Variations in atmospheric CO2 concentration contain information about sources and sinks at the Earth’s surface. Quantitative interpretation of this information by inverse modeling requires a knowledge of the atmospheric transport that links surface exchanges to concentrations in space and time. Such calculations have greatly added to our understanding of the global carbon cycle, yet have been limited by uncertainties in transport and the sparseness of concentration measurements (Gurney et al, 2001). The latter problem may be greatly alleviated over the next decade by the advent of a series of satellite missions to measure atmospheric CO2 globally at high spatial and temporal resolution.
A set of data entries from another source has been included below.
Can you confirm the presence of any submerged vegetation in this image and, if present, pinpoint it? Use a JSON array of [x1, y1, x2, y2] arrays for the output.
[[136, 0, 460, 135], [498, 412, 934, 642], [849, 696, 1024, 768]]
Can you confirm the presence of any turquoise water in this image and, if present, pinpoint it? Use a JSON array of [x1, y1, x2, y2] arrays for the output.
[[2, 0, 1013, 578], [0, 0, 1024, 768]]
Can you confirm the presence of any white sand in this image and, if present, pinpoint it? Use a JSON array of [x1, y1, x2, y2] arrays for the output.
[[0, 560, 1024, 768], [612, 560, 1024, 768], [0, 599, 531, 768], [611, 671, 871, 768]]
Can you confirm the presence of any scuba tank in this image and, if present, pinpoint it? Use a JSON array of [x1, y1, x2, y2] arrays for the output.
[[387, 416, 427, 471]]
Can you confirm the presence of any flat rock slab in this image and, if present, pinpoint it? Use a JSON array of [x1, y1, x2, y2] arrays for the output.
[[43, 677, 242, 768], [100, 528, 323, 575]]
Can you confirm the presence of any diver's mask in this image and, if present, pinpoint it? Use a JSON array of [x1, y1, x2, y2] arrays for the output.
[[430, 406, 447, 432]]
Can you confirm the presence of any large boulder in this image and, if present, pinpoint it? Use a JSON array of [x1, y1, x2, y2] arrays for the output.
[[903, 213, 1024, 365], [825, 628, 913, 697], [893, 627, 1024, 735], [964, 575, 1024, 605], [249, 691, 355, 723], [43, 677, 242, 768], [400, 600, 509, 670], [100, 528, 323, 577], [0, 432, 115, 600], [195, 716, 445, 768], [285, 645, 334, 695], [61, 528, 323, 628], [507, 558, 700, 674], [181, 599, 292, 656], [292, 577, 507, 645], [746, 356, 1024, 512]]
Rayner and O’Brien (2001) demonstrated that ubiquitous, unbiased column measurements could add substantial information to the existing surface flask network even with relatively low precision of about 2 ppmv because of the greatly increased data density. Global low-precision CO2 retrievals from satellites will begin in 2002 with the Atmospheric Infrared Sounder aboard NASA EOS-Aqua, and improve in 2003 with retrievals based on higher spectral resolution data from IASI on Envisat. Engelen et al (2001) showed that AIRS-like spectra could be inverted to determine CO2 concentration to better than 1 ppmv precision on a 4x5 degree global grid in the monthly mean. Both of these instruments measure emission spectra in the thermal infrared, and will therefore be weighted primarily toward the mid-troposphere where spatial structure imposed by surface fluxes is relatively weak due to advection and atmospheric mixing. Dedicated spaceborne CO2 instruments proposed for launch in the middle of the decade would improve on these data using high spectral resolution near-infrared spectrometry of reflected sunlight to retrieve CO2. These retrievals would be naturally weighted by density, emphasizing the lowest few km of the troposphere where spatial gradients are strongest and therefore contain the most information about surface fluxes, but would necessarily be biased because they would only be available during daytime. This limitation could be addressed by active spectrometry using LIDAR. Several missions have been proposed using this technology, any of which would retrieve near-surface concentrations during both day and night, and some of which would retrieve vertical profiles. Pak and Prather (2001) have investigated the use of vertical profiles retrieved from hypothetical satellite measurements on CO2 inversions, and found that they improved flux retrievals relative to column means.
Previous studies of the impact of satellite CO2 observations on the inverse problem have assumed perfect knowledge of atmospheric transport by using the same numerical model for the creation of the satellite “pseudodata” and the Jacobian used in the inversion. In this paper, we investigate the effects of vertical weighting of atmospheric observations and of transport error on flux inversions from hypothetical satellite retrievals of CO2.